Les juges rappellent d'ailleurs régulièrement qu'il n'y a pas lieu de laisser à la littérature une marge de manœuvre encore plus importante qu'à la presse quant à l'atteinte à la vie privée. Par exemple, en 2013, lors de l'affaire d'un ouvrage intitulé Belle et Bête de Marcela Iacub, qui concernait directement DSK, le juge des référés avait considéré que les scènes de nature sexuelle qui, selon les termes de l'auteur, sont empreintes de fantastique et sont exagérées, constituent une atteinte à la vie privée.
Le livre n'a cependant pas été interdit, mais la publication d'un encart sur le livre a été imposée. La maison d'édition ainsi que l'auteure ont dû verser une somme à l'homme politique.
Le contrôle des publications destinées à la jeunesse
Les publications destinées à la jeunesse sont peut-être les écrits les plus sujets à la censure la plus invraisemblable. La loi du 16 juillet 1949 prévoit en effet que ces écrits ne doivent comporter aucune illustration et aucun récit présentant sous un jour favorable des valeurs considérées comme négatives telles que le mensonge, le vol, la paresse, la débauche ou tous actes qualifiés de crimes ou délits ou de nature à démoraliser l’enfance ou la jeunesse ou à inspirer ou entretenir des préjugés ethniques.
Cette loi a été appliquée avec beaucoup de zèle des années 60 aux années 80. Elle a souvent visé notamment les magazines Hara Kiri ou Charlie Hebdo. Une des dernières interdictions date de 1997 et concerne les meilleures histoires du chanteur Carlos. Certaines ayant été considérées comme trop graveleuses pour des enfants.
Un patrimoine littéraire européen
Bien avant que les droits de l’individu n’obtiennent une vraie place centrale dans la société, c’était principalement la morale qui servait aux censeurs d’arme de destruction massive. Cependant la CEDH (Cour européenne des Droits de l’Homme), garante de la liberté d’expression, tend parfois à diminuer la marge de manœuvre des États.
Après avoir aidé à l’abrogation en France du contrôle des publications étrangères (qui permettait au ministre de l’Intérieur de censurer des écrits provenant de l’étranger), elle reconnaît « un patrimoine littéraire européen ».
Pour remettre dans son contexte, cela ne concerne pas directement la France, mais davantage les pays plus connus pour leur politique peu encline à la tolérance. En 2010, la Turquie était jugée pour avoir interdit la publication d’un roman d’Apollinaire taxé par les plaignants d’obscène et immoral. Un éditeur turc avait en effet pris l’initiative de le traduire dans sa langue natale.

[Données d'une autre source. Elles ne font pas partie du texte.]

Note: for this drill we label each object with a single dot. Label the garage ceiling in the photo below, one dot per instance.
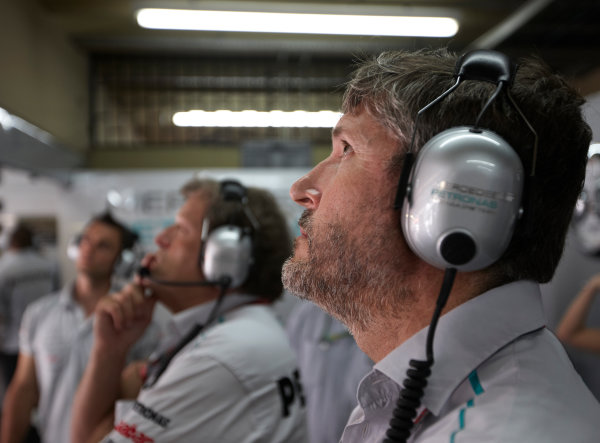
(565, 33)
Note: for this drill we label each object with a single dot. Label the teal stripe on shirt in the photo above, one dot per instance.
(478, 389)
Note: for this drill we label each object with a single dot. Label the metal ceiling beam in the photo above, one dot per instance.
(509, 26)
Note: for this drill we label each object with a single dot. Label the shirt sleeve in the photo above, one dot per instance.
(28, 321)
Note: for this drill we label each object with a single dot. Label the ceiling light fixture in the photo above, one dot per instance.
(256, 119)
(296, 23)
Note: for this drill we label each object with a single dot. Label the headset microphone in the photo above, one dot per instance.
(144, 272)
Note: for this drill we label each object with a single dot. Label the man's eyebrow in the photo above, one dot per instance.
(336, 131)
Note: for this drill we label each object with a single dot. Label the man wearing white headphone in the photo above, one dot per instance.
(225, 372)
(493, 164)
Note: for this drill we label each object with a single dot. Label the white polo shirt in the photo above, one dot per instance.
(236, 382)
(499, 376)
(331, 366)
(56, 333)
(25, 276)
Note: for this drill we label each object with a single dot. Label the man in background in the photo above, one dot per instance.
(56, 337)
(25, 276)
(226, 372)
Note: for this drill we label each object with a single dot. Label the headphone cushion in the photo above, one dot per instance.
(227, 253)
(464, 199)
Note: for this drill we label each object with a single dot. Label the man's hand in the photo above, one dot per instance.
(122, 318)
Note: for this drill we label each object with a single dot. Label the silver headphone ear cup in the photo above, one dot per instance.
(466, 189)
(227, 254)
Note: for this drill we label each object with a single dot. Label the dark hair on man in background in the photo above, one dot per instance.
(128, 237)
(272, 243)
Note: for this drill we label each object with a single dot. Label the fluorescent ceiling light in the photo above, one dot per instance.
(256, 119)
(297, 23)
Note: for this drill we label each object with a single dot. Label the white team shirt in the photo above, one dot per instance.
(56, 333)
(237, 381)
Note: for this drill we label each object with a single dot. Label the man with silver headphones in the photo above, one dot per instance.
(225, 372)
(443, 205)
(55, 336)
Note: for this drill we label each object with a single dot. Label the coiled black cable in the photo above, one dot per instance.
(416, 375)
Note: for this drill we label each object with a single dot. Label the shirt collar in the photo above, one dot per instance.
(467, 336)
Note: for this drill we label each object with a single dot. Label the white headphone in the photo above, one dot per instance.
(462, 195)
(227, 252)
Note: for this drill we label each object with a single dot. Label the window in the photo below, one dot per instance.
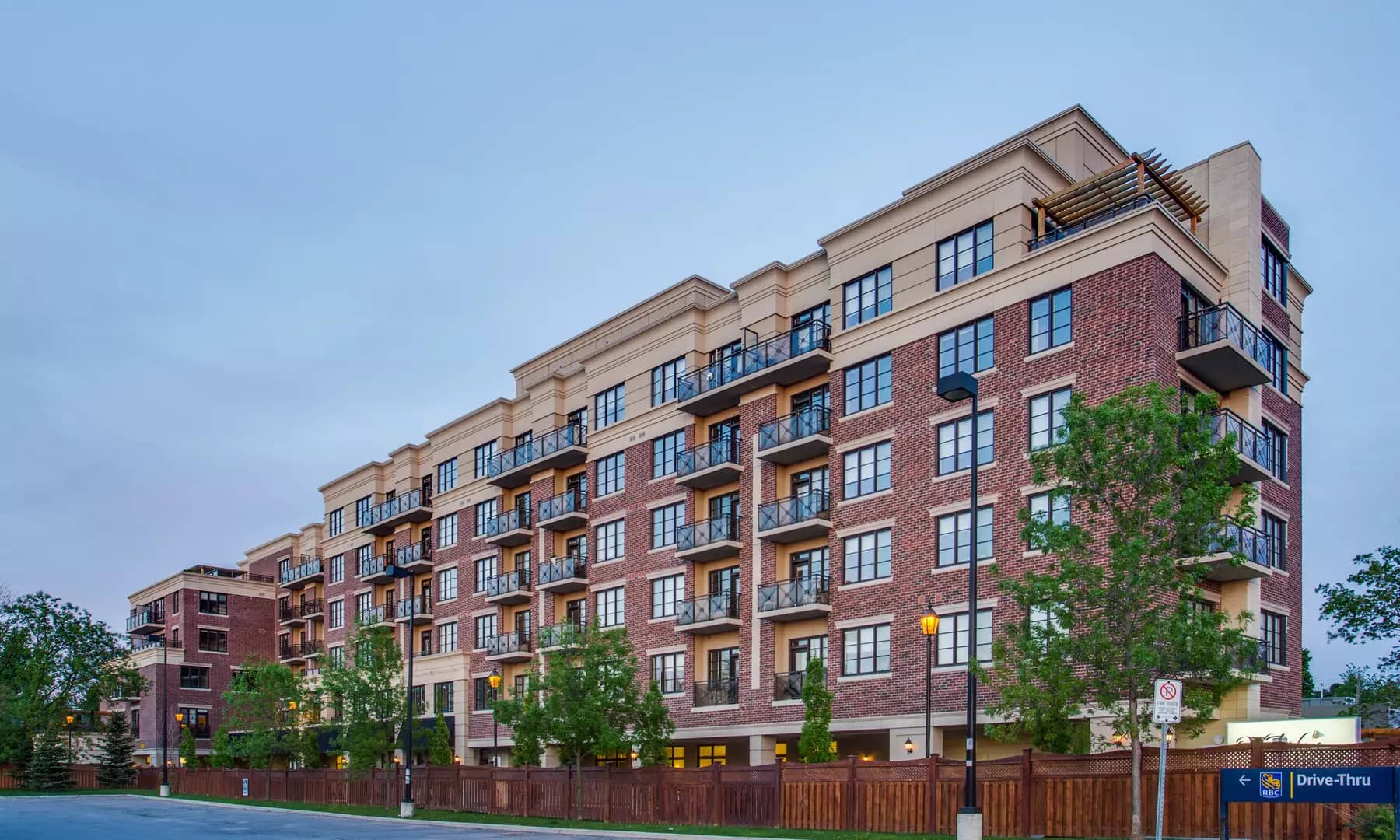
(870, 384)
(213, 642)
(447, 637)
(664, 453)
(1274, 272)
(611, 607)
(867, 556)
(968, 348)
(668, 671)
(965, 255)
(665, 593)
(611, 406)
(955, 532)
(1276, 637)
(612, 474)
(952, 637)
(213, 604)
(866, 650)
(447, 584)
(955, 443)
(867, 297)
(1048, 419)
(664, 523)
(664, 380)
(1052, 320)
(447, 475)
(611, 541)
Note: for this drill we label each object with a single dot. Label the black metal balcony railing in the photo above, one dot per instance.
(707, 608)
(794, 427)
(724, 450)
(751, 360)
(794, 509)
(546, 444)
(1225, 322)
(717, 692)
(399, 504)
(794, 593)
(707, 531)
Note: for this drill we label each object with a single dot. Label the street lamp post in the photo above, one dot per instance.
(958, 387)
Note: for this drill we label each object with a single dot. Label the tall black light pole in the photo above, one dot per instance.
(958, 387)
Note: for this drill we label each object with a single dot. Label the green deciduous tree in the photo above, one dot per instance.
(1113, 602)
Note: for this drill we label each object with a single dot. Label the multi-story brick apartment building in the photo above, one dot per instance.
(748, 476)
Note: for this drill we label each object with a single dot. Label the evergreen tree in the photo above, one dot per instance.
(115, 766)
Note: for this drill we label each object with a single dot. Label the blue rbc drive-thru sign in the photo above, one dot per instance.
(1361, 786)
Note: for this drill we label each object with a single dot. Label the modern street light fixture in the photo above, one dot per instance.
(958, 387)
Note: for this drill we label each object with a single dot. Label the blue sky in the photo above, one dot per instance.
(229, 234)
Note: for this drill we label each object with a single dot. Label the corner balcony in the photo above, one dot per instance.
(796, 600)
(805, 516)
(709, 539)
(563, 574)
(796, 437)
(709, 465)
(706, 615)
(566, 511)
(558, 448)
(782, 360)
(1225, 350)
(511, 528)
(415, 506)
(509, 647)
(513, 587)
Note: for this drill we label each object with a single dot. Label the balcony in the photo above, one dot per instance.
(415, 506)
(563, 574)
(566, 511)
(709, 465)
(1225, 350)
(418, 609)
(706, 615)
(513, 587)
(509, 647)
(717, 692)
(709, 539)
(796, 600)
(308, 572)
(782, 360)
(511, 528)
(805, 516)
(796, 437)
(558, 448)
(1255, 454)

La grande instance précise alors que si l’ouvrage paru en 1907 avait alors fait scandale, un siècle s’est écoulé depuis sa publication. Elle considère que la marge d’appréciation qu’elle laisse aux États ne peut pas aller jusqu’à empêcher le public turc d’avoir accès à une œuvre inscrite au « patrimoine littéraire européen ». Pour elle, l’éditeur a été victime d’une ingérence qui n’était « pas nécessaire dans une société démocratique ».
Le droit et ses méandres prévoient nombreuses autres manières de censurer un livre tel que des phrases qui viendraient bafouer la présomption d’innocence ou encore des livres écrits par des criminels (loi de 2003). Mais aujourd’hui les limitations à la liberté d’expression, qui ne cesse d’envahir les prétoires, viennent rarement s’opposer à l’interdiction totale d’un livre, et on ne s’en plaindra pas.